Nimrod Tishman נמרוד טישמן

Personal information
- Born: May 12, 1991 (age 34) Tel Aviv, Israel
- Nationality: Israeli
- Listed height: 6 ft 3 in (1.91 m)
- Listed weight: 190 lb (86 kg)

Career information
- College: Florida (2009–2010)
- NBA draft: 2011: undrafted
- Playing career: 2011–2023
- Position: Point guard / shooting guard

Career history
- 2011–2014: Hapoel Gilboa Galil
- 2015–2016: Maccabi Kiryat Gat
- 2016–2017: Maccabi Ashdod
- 2017–2018: Maccabi Kiryat Gat
- 2018–2021: Maccabi Rishon LeZion
- 2021–2022: Ironi Ness Ziona
- 2022–2023: Maccabi Rishon LeZion

Career highlights
- Israeli League Cup winner (2018); Israeli League All-Star (2014);

= Nimrod Tishman =

Israeli basketball player

Nimrod Tishman (נמרוד טישמן; born May 12, 1991) is an Israeli former professional basketball player. He played college basketball for the University of Florida before playing professionally in Israel.

==College career==
Tishman successfully represented Israel at the 2009 European Under-18 Championships in France, leading the team with 8.3 points, 4.0 rebounds and 2.3 assists for the tournament.

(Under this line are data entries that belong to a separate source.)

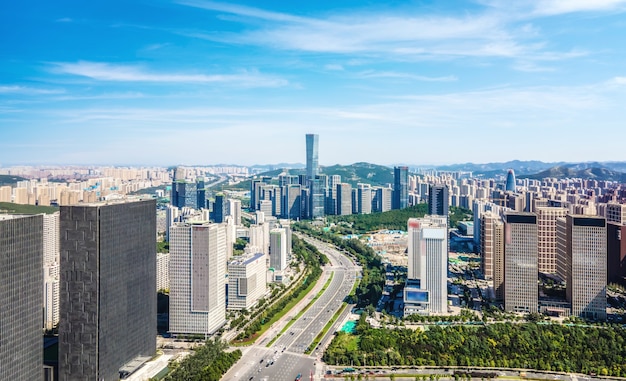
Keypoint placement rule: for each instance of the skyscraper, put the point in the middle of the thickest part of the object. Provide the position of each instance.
(426, 289)
(616, 252)
(364, 198)
(312, 156)
(582, 251)
(510, 181)
(21, 261)
(108, 278)
(316, 187)
(400, 188)
(219, 208)
(278, 249)
(521, 293)
(246, 281)
(438, 200)
(546, 234)
(51, 269)
(344, 199)
(197, 278)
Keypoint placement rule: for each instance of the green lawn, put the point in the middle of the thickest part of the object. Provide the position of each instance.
(11, 208)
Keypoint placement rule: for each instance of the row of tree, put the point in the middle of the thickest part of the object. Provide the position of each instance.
(551, 347)
(371, 285)
(208, 363)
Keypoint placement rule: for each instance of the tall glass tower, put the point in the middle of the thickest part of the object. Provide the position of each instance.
(400, 188)
(510, 181)
(312, 156)
(316, 189)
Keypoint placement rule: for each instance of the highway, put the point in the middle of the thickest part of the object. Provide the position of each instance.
(286, 358)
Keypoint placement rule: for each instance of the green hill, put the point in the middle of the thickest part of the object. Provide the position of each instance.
(10, 179)
(11, 208)
(593, 173)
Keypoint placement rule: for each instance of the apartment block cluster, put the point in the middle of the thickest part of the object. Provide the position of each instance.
(568, 230)
(70, 186)
(98, 286)
(205, 277)
(314, 195)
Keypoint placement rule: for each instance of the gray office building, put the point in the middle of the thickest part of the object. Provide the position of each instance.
(312, 156)
(107, 298)
(21, 263)
(438, 200)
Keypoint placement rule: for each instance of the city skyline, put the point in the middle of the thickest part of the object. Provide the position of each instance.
(90, 84)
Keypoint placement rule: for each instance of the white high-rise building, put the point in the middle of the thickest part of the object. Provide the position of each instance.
(426, 290)
(521, 293)
(171, 216)
(51, 260)
(278, 249)
(234, 210)
(546, 234)
(197, 278)
(582, 259)
(247, 281)
(163, 271)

Florida Gators associate head coach Larry Shyatt recruited him. Tishman had to be cleared by the NCAA because of his international status, and it was not until October 2009 that he could play for the team. Tishman returned home after the 2009–2010 season to play professionally after playing limited minutes, the last game being against the LSU Tigers.

==Professional career==
Tishman did not play during the 2010–2011 season. He went undrafted during the 2011 NBA draft.

In July 2011 Hapoel Gilboa Galil signed him to a contract.

On July 27, 2015 he signed with Maccabi Kiryat Gat after playing for Hapoel Gilboa Galil from 2011 to 2014

On August 15, 2016 he signed with Maccabi Ashdod B.C.

On September 14, 2017, he returned to Maccabi Kiryat Gat for a second stint, signing a one-year deal. Tishman helped Kiryat Gat to reach the 2018 Liga Leumit Finals where they eventually lost Hapoel Be'er Sheva.

On July 9, 2018, he signed a two-year deal with Maccabi Rishon LeZion.

On July 20, 2021, he signed with Ironi Ness Ziona of the Israeli Basketball Super League (IBSL).